Trump’s withdrawal from TPP was a mistake. The U.S. should rejoin in the future. But it’s not going to be easy. For one thing, the U.S. will want to revise parts of the agreement, as in the case of intellectual property rights, which were revised down after Trump pulled out. This isn’t likely to win many allies. TPP is also no longer needed to upgrade NAFTA, given that the United States-Mexico-Canada Agreement (USMCA) took effect this summer. Other deals, like U.S.-Chile, could use a fresh coat of paint, but these are not politically salient. And while the new acronym may help, the hangover from the beating TPP took in 2016 still lingers. Biden should put TPP on the back burner.
Why should Europe be the priority? Nothing about trade with the European Union (EU) is easy, but USMCA and reforming the World Trade Organization (WTO) will force Biden’s hand.

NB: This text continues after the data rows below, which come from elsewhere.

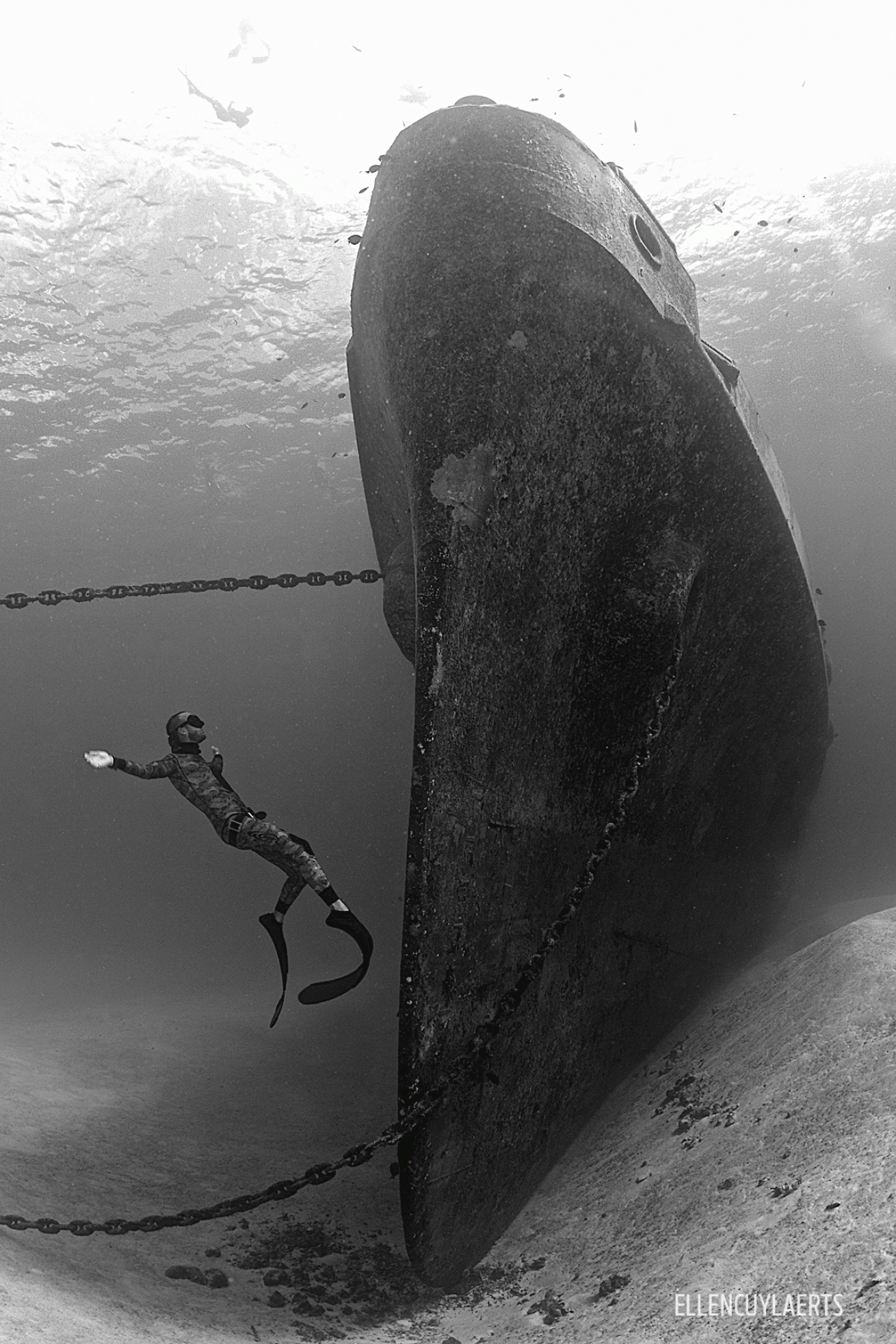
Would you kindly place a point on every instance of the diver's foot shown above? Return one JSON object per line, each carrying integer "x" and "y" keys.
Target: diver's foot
{"x": 350, "y": 923}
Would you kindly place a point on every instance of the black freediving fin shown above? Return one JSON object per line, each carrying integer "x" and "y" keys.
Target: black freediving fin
{"x": 326, "y": 990}
{"x": 276, "y": 930}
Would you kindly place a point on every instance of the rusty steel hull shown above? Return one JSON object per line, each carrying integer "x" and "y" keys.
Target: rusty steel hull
{"x": 563, "y": 483}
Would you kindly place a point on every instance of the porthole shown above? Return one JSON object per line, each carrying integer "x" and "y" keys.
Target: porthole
{"x": 646, "y": 239}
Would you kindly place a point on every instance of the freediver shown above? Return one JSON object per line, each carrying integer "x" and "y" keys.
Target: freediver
{"x": 203, "y": 784}
{"x": 224, "y": 114}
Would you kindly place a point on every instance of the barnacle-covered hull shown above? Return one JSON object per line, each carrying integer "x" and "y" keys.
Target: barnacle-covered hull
{"x": 566, "y": 488}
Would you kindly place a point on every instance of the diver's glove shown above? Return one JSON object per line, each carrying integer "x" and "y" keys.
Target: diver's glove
{"x": 350, "y": 923}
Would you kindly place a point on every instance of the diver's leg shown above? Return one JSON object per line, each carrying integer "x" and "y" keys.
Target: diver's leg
{"x": 292, "y": 888}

The goal is not the Transatlantic Trade and Investment Partnership (TTIP) writ large. The EU is looking for short-term wins. So too is Biden, who said on the campaign trail that he wants to end Trump’s “artificial trade war” with the EU. Here’s how to start.
The EU has authorization to negotiate limited deals with the United States on tariffs and conformity assessment. Tariffs aren’t a big obstacle to transatlantic trade, but reducing them is an easy political win. The “lobster deal” that Europe approved last week is a start.
Conformity assessment is the real payoff. These are the methods used to verify that a product meets a safety standard, for example. Regulatory measures cover most transatlantic trade. Getting the conformity assessment part of this equation right would be a game-changer.
The bigger picture is that limited U.S.-EU deals will help USMCA and start a transatlantic dialogue about WTO reform.
First, USMCA has a design problem: Canada and Mexico have trade deals with the EU, but the U.S. doesn’t. This means American companies have an incentive to move to Canada or Mexico to access Europe on preferential terms, and still sell back home under USMCA. This is called a corporate “inversion.” A longer-term answer might involve a USMCA-EU deal, but for now, limited deals on tariffs and conformity assessment will help a lot.
Second, limited U.S.-EU deals will force a conversation about WTO reform. EU Director-General for Trade Sabine Weyand sees WTO reform as central to deeper transatlantic trade. Weyand says that China should loom large in these discussions. That’s what Biden wants too.
RCEP is a wake-up call. It reminds the U.S. that the global economy can’t be paused until Washington is ready to re-engage. Biden can reorient U.S. trade policy, and reassure allies, with limited U.S.-EU deals. These deals will help restore confidence in transatlantic trade, strengthen USMCA and forge an essential partnership on WTO reform.
Marc L. Busch is the Karl F. Landegger Professor of International Business Diplomacy at the Walsh School of Foreign Service, Georgetown University, a nonresident senior fellow at the Atlantic Council and host of the podcast TradeCraft.